Collections > Electronic Theses and Dissertations > Developing a Bioscavenger Against Organophosphate Nerve Agents
Available after 5 July, 2019

Organophosphate poisoning can occur from exposure to agricultural pesticides or chemical weapons. This exposure inhibits acetylcholinesterase resulting in increased acetylcholine levels within the synaptic cleft causing loss of muscle control, seizures, and death. Mitigating the effects of organophosphates in our bodies is critical and yet an unsolved challenge. Weaponized organophosphates are a deadly threat to armed forces and civilians (e.g., exposure to one droplet of VX exceeds the LD50 of ~15 μg/kg). Here, we present two computational strategies to 1) identify a novel protein acting as a stoichiometric bioscavenger to covalently bind organophosphates, and 2) improve the stability and activity of organophosphate hydrolase as a catalytic bioscavenger through allosteric modulation. We use our first computational strategy, integrating structure mining and modeling approaches, to identify novel candidates capable of interacting with a serine hydrolase probe (either covalently or with equilibrium binding constants ranging from 20 to 120 µM). One candidate Smu. 1393c catalyzes the hydrolysis of the organophosphate omethoate (kcat/Km of (2.0±1.3)×10-1 M-1s-1) and paraoxon (kcat/Km of (4.6±0.8)×103 M-1s-1), V- and G-agent analogs respectively. In addition, Smu. 1393c protects acetylcholinesterase activity from being inhibited by two organophosphate simulants. We demonstrate that the utilized approach is an efficient and highly-extendable framework for the development of prophylactic therapeutics against organophosphate poisoning. Organophosphate hydrolase (OPH) degrades many classes of organophosphates and plays an important role in organophosphate remediation. Here, we demonstrate our second computational strategy of protein design to enhance OPH’s enzymatic hydrolysis of organophosphates and test on paraoxon, a G-agent analog, and omethoate, a V-agent analog.

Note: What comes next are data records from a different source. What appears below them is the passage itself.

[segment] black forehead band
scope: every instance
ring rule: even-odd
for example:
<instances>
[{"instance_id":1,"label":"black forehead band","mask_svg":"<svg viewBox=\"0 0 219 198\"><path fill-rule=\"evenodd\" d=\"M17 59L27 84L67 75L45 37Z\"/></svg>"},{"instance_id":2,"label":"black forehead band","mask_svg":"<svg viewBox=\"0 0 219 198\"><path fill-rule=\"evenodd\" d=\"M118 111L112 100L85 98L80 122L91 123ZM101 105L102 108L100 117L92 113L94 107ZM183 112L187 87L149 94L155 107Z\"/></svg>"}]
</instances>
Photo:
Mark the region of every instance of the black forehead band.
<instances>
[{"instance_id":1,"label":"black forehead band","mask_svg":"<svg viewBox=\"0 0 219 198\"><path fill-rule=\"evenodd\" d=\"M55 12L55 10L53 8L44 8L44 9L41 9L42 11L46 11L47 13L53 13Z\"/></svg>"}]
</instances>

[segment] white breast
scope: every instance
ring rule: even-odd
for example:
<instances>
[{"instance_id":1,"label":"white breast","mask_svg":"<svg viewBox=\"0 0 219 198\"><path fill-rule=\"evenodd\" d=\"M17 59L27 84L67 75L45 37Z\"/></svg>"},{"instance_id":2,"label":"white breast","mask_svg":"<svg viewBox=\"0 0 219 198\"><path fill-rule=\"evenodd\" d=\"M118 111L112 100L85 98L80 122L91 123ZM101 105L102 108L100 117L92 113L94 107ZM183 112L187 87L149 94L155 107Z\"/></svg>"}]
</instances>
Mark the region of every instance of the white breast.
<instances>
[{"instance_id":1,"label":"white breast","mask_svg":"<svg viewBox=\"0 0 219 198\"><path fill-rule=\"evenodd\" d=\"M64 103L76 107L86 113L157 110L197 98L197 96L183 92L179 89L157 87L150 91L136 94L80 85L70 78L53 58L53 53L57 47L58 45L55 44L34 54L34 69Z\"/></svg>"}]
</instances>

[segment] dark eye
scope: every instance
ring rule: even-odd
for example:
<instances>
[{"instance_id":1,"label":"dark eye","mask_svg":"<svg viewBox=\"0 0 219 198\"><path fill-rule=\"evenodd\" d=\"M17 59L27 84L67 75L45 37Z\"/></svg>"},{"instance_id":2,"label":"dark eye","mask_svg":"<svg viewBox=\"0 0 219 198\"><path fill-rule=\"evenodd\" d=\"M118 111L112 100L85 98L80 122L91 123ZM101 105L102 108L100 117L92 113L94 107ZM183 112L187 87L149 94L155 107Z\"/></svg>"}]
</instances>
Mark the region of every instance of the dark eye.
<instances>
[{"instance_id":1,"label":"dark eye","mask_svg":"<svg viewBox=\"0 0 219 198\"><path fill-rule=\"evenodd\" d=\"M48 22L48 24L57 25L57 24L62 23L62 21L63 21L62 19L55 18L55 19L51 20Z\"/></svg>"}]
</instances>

We identify five hotspot residues for allosteric regulation and assay these mutants for hydrolysis activity against paraoxon. A number of the predicted mutants exhibit enhanced paraoxon activity over wild type OPH (kcat =907 s-1), such as T54I/T199I (1260 s-1) while the Km remains relatively unchanged. Computational protein dynamics study reveals four distinct distal regions that display significant changes in conformation dynamics. The enzymatic enhancement of OPH validates a computational design method that is both efficient and readily adapted as a general procedure for enzymatic enhancement.